Pasca-perluasan Ganjil Genap, Kualitas Udara Jakarta Diklaim Membaik
›
Pasca-perluasan Ganjil Genap, ...
Iklan
Pasca-perluasan Ganjil Genap, Kualitas Udara Jakarta Diklaim Membaik
Kualitas udara Jakarta diklaim membaik setelah kebijakan ganjil genap diperluas mulai 9 September lalu. Namun, klaim ini diragukan. Kualitas udara bisa lebih baik jika ganjil genap berlaku pula untuk sepeda motor.
Oleh
AYU PRATIWI
·3 menit baca
JAKARTA, KOMPAS — Dinas Lingkungan Hidup DKI Jakarta menyebut kualitas udara Jakarta membaik pasca-perluasan aturan ganjil-genap, 9 September 2019. Namun, klaim itu diragukan karena pengukuran kualitas udara hanya dari dua titik. Selain itu, perbaikan kualitas udara juga akan lebih baik jika aturan berlaku pula untuk sepeda motor.
Berdasarkan hasil pemantauan kualitas udara dengan alat pemantau di Bundaran HI, Jakarta Pusat dan Kelapa Gading, Jakarta Utara, konsentrasi partikulat PM 2,5 menurun setelah perluasan ganjil genap. Partikulat PM 2,5 adalah partikel debu yang berukuran 2,5 mikrometer. Partikel ini memiliki ketebalan 1/30 tebal rambut manusia.
Mulai 9 September lalu, ruas jalan yang diberlakukan ganjil genap ditambah, dari semula hanya sembilan ruas jalan menjadi 25 ruas jalan. Aturan itu berlaku pada Senin hingga Jumat, pukul 06.00-10.00 dan 16.00-21.00.
”Secara umum, kualitas udara membaik,” kata Kepala Dinas Lingkungan Hidup DKI Jakarta Andono Warih di Jakarta, Jumat (18/10/2019).
Di stasiun pemantau kualitas udara di Bundaran HI, rata-rata mingguan konsentrasi partikulat PM 2,5 setelah diberlakukan perluasan aturan ganjil genap menurun antara 2,58-18,97 persen dibanding sebelum ganjil genap diberlakukan.
Adapun di stasiun pemantau kualitas udara di Kelapa Gading, rata-rata mingguan partikulat PM 2,5 menurun antara 11,80 hingga 38,39 persen.

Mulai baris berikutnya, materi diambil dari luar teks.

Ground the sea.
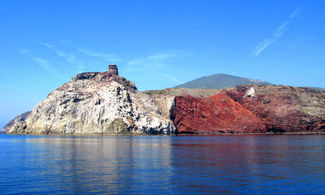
[0,135,325,194]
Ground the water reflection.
[0,136,325,194]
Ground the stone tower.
[108,64,118,76]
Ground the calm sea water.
[0,135,325,194]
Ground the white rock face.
[9,72,176,134]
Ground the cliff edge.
[8,65,176,134]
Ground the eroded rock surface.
[226,85,325,132]
[9,72,175,134]
[173,85,325,134]
[173,93,266,134]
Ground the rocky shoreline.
[3,66,325,135]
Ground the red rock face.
[173,93,266,134]
[226,85,325,132]
[173,85,325,134]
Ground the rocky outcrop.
[173,85,325,134]
[8,71,175,134]
[173,93,266,134]
[1,111,31,133]
[3,65,325,135]
[226,85,325,132]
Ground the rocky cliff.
[8,71,175,134]
[173,85,325,134]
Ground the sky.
[0,0,325,126]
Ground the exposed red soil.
[173,93,266,134]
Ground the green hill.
[174,74,270,89]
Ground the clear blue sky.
[0,0,325,125]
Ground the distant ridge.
[174,74,270,89]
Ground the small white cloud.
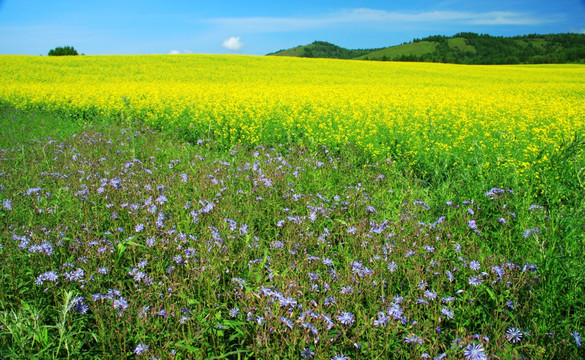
[221,36,244,51]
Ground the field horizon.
[0,55,585,360]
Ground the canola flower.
[0,55,585,176]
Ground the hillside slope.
[268,33,585,64]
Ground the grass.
[356,41,437,60]
[0,108,585,359]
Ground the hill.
[268,33,585,64]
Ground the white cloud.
[169,50,193,55]
[207,8,562,33]
[221,36,244,51]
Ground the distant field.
[0,55,585,177]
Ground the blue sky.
[0,0,585,55]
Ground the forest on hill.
[268,32,585,65]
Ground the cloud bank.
[207,8,562,33]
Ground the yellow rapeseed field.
[0,55,585,172]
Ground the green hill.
[268,33,585,64]
[268,41,377,59]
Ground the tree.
[49,46,79,56]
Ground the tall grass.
[0,108,585,359]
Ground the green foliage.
[49,46,79,56]
[269,32,585,65]
[0,105,585,359]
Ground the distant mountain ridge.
[268,32,585,64]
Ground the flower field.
[0,55,585,360]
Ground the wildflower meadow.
[0,55,585,360]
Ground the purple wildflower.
[301,348,315,359]
[463,343,488,360]
[134,344,148,355]
[506,328,523,344]
[571,331,582,347]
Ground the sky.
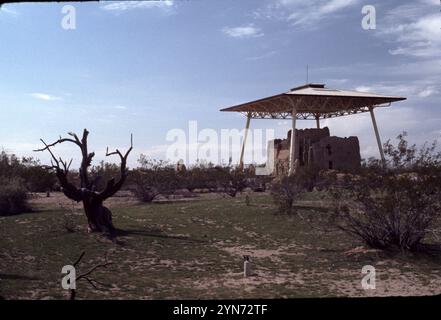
[0,0,441,166]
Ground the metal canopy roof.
[221,83,406,120]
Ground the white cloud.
[31,92,62,101]
[0,5,18,16]
[378,0,441,58]
[101,0,174,11]
[418,86,439,98]
[254,0,360,28]
[222,24,263,38]
[246,50,277,61]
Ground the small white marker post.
[243,256,251,278]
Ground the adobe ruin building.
[221,83,406,174]
[267,127,361,176]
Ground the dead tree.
[34,129,133,235]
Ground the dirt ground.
[0,193,441,299]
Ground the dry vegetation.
[0,192,441,299]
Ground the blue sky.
[0,0,441,165]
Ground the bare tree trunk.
[83,192,115,234]
[35,129,133,235]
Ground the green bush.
[329,134,441,251]
[130,155,182,202]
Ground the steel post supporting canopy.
[221,83,406,120]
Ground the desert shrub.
[330,134,441,250]
[271,168,316,214]
[0,151,56,192]
[0,178,28,216]
[131,155,182,202]
[217,167,248,197]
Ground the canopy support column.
[239,112,251,170]
[289,106,297,175]
[315,115,320,129]
[369,107,386,166]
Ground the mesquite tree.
[34,129,133,234]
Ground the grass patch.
[0,194,441,299]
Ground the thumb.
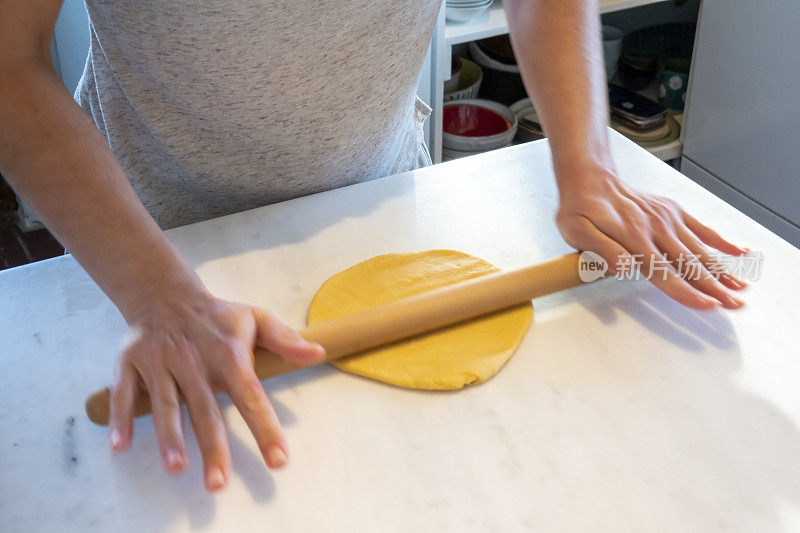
[250,307,325,365]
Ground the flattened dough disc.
[308,250,533,390]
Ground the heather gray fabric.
[75,0,441,228]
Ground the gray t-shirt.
[75,0,441,228]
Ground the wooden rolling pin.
[86,253,583,425]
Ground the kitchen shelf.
[444,0,668,46]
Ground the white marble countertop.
[0,134,800,532]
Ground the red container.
[442,104,511,137]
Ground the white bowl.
[442,143,511,161]
[469,41,519,74]
[442,98,517,152]
[444,0,492,22]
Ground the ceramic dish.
[442,99,517,152]
[444,0,492,23]
[444,57,483,102]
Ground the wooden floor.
[0,212,64,270]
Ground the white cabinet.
[681,0,800,246]
[420,0,675,163]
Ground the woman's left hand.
[556,165,749,309]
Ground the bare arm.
[0,0,322,490]
[503,0,747,309]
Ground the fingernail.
[700,296,720,307]
[267,446,286,468]
[206,466,225,491]
[108,428,122,452]
[164,449,183,471]
[725,294,744,307]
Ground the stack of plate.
[445,0,493,22]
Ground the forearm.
[503,0,613,184]
[0,60,202,318]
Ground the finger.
[678,228,747,291]
[143,367,188,474]
[108,358,140,452]
[251,307,325,365]
[568,217,630,274]
[683,213,750,255]
[626,240,718,310]
[226,354,288,468]
[655,231,744,309]
[173,347,231,492]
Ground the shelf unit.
[426,0,681,163]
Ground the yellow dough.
[308,250,533,390]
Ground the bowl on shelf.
[442,99,517,155]
[444,56,461,94]
[469,37,528,105]
[444,57,483,102]
[444,0,493,23]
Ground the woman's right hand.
[109,287,325,491]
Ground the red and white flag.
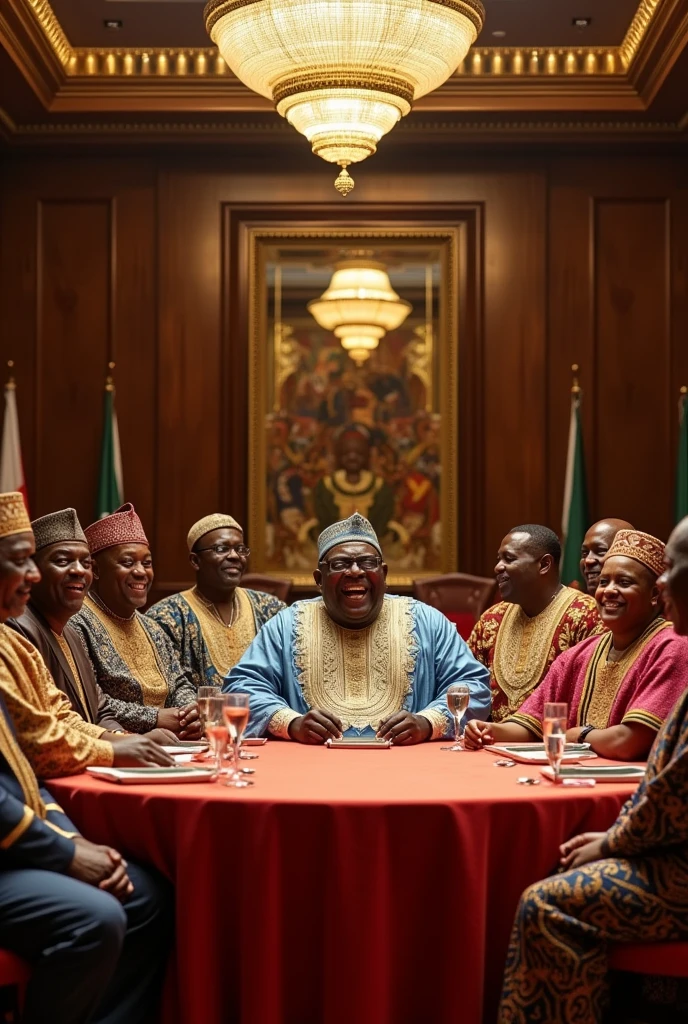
[0,379,29,512]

”Dari hasil pemantauan di stasiun Kelapa Gading, konsentrasi PM 2,5 sampai dengan minggu kesembilan setelah perluasan ganjil genap menurun secara signifikan,” ujar Andono.
Meski demikian, Ketua Komite Penghapusan Bensin Bertimbal (KPBB) Ahmad Safrudin menilai, penurunan partikulat PM 2,5 belum signifikan. Kualitas udara dinilainya bakal lebih baik jika sepeda motor ikut dibatasi dengan ganjil genap.
”Penurunan konsentrasi PM 2,5 tidak signifikan karena masih mengabaikan polusi dari sepeda motor sebagai sumber pencemar terbesar. Kalau penggunaan sepeda motor dibatasi melalui sistem ganjil genap, pencemaran udara bisa ditekan 16,7 persen,” ujar Ahmad.
Menurut dia, sumber terbesar pencemaran udara adalah sepeda motor (44,53 persen), bus kota (21 persen), truk (18 persen), dan mobil pribadi (16,11 persen).
Seperti diketahui, aturan ganjil genap tidak berlaku untuk 12 jenis kendaraan, termasuk sepeda motor, kendaraan bertenaga listrik, angkutan umum, kendaraan angkutan barang khusus (bahan bakar minyak atau gas), ambulans, kendaraan pemadam kebakaran, serta kendaraan dengan jenis plat dinas, TNI, dan Polri.
Kekurangan alat pemantau kualitas udara
Sementara Juru Kampanye Iklim dan Energi Greenpeace Indonesia Bondan Andriyanu menilai, kualitas udara Jakarta tak bisa hanya dilihat dari dua alat pemantau di Bundaran HI dan Kelapa Gading. Penilaian yang hanya mendasarkan pada dua alat pemantau dinilainya tidak akurat.
”Kalau mau fair, harusnya data pengukuran udara yang sama juga disajikan di setiap titik lokasi yang diberlakukan ganjil genap. Apa iya data udara di Bundaran HI bisa mewakili data udara di Fatmawati? Sudah saatnya di setiap lokasi ganjil genap ada stasiun pemantau kualitas udara,” kata Bondan.
Pandangan serupa disampaikan Puput. Menurut dia, di Jakarta seharusnya ada 26 stasiun pemantau kualitas udara atau ambient air quality monitoring station (AAQMS) yang memantau polutan udara (PM 10, PM 2,5, SO2, CO, Nox, dan O3) secara terus-menerus selama 24 jam setiap hari.
”Namun, seiring perkembangan teknologi satelit, jumlah stasiun (pemantau kualitas udara) bisa dikurangi hanya dengan lima stasiun. Kawasan lain cukup dimonitor dengan proyeksi citra satelit. Kelebihan proyeksi satelit adalah wilayah cakupan monitoringnya sangat luas dan mengurangi biaya pengadaan dan perawatan alat AAQMS yang sangat mahal,” tutur Puput.
Menurut dia, harga AAQMS saat ini mencapai Rp 4,8 miliar per unit. Biaya perawatan per tahun sekitar Rp 250 juta per unit.
Humas Dinas Lingkungan Hidup DKI Jakarta Yogi Ikhwan mengatakan, pihaknya berencana menambah delapan alat pemantau kualitas udara pada 2020.